This invention relates to reverse cementing operations. In particular, this invention relates to methods and apparatuses for floating the casing and controlling fluid flow through the casing shoe.
After a well for the production of oil and/or gas has been drilled, casing may be run into the wellbore and cemented. In conventional cementing operations, a cement composition is displaced down the inner diameter of the casing. The cement composition is displaced downward into the casing until it exits the bottom of the casing into the annular space between the outer diameter of the casing and the wellbore apparatus. It is then pumped up the annulus until a desired portion of the annulus if filled.
The casing may also be cemented into a wellbore by utilizing what is known as a reverse-cementing method. The reverse-cementing method comprises displacing a cement composition into the annulus at the surface. As the cement composition is pumped down the annulus, well fluids ahead of the cement composition are displaced down and around the lower end of the casing string and up the inner diameter of the casing string and out to surface. The fluids ahead of the cement composition may also be displaced upwardly through a work string that has been run into the inner diameter of the casing string and sealed off at its lower end. Because the work string by definition has a smaller inner diameter, fluid velocities in a work string configuration may be higher and may more efficiently transport the cuttings washed out of the annulus during cementing operations.

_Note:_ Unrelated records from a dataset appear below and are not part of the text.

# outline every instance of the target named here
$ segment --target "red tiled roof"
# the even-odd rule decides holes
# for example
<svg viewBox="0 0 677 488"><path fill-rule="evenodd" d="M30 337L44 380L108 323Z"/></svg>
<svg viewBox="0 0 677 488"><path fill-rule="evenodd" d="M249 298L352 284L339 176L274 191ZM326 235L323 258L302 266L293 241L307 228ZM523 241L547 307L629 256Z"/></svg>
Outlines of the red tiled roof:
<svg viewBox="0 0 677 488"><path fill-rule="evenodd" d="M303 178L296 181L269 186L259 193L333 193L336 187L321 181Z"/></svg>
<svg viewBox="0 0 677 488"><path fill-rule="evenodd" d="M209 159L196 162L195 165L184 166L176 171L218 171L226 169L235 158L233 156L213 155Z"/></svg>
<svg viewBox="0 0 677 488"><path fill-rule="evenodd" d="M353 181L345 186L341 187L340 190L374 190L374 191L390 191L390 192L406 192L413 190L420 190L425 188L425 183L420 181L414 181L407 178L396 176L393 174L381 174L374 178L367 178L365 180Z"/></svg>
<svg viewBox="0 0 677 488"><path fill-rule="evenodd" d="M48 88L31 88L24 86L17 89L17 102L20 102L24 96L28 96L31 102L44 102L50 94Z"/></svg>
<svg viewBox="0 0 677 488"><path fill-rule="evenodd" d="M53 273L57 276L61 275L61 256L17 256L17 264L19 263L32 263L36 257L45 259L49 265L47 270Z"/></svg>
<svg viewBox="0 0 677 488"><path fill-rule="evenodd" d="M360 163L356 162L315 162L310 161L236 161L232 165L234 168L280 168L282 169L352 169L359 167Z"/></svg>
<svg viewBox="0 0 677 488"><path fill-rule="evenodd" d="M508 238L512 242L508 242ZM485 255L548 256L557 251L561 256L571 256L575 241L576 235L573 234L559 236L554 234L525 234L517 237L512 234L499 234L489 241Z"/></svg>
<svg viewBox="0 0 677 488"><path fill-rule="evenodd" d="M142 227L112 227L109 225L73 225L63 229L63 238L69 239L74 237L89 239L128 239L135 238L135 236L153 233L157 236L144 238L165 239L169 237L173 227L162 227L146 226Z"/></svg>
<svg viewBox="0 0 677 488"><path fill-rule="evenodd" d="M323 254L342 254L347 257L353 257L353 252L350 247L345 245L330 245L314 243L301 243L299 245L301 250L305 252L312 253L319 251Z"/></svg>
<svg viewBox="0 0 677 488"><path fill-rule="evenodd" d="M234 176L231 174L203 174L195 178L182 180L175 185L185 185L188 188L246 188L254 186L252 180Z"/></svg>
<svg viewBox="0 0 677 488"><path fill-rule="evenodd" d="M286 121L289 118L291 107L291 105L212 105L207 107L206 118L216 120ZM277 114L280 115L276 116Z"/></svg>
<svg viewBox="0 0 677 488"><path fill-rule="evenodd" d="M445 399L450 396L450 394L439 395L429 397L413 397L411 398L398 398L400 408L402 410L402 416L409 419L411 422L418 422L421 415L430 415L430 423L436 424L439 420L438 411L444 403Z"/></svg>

The reverse circulation cementing process, as opposed to the conventional method, may provide a number of advantages. For example, cementing pressures may be much lower than those experienced with conventional methods. Cement composition introduced in the annulus falls down the annulus so as to produce little or no pressure on the formation. Fluids in the wellbore ahead of the cement composition may be bled off through the casing at surface. When the reverse-circulating method is used, less fluid may be handled at surface and cement retarders may be utilized more efficiently or eliminated altogether.

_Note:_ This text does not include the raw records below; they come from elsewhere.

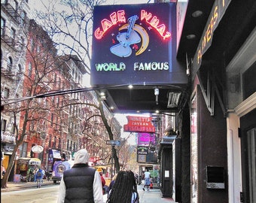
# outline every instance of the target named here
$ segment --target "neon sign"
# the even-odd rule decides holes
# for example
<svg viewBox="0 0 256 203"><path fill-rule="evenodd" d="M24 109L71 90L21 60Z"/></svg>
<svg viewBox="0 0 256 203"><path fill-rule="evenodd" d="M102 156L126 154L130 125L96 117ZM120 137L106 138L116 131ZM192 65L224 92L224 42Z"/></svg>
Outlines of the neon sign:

In many applications, float devices are used as the casing is run into the wellbore. Float shoes and float collars typically contain a back pressure check valve to prevent the flow of fluid into the bottom of the casing string as the casing is run into the wellbore or once the casing has reached its target depth. Float apparatuses may be used to prevent back flow of cement composition into the casing inner diameter after the cementing operations have been completed. Float apparatuses may also prevent oil and/or gas under high pressure from entering the inner diameter of the casing as the casing string is being run into the wellbore. If gas or oil under high pressure does enter the wellbore, it can result in a well blowout. Additionally, the weight of the casing, particularly with deep wells, often creates a tremendous amount of stress and strain on the derrick surface equipment and on the casing. Float apparatuses may minimize that stress as the casing is lowered into the wellbore because they make the casing string more buoyant in the wellbore.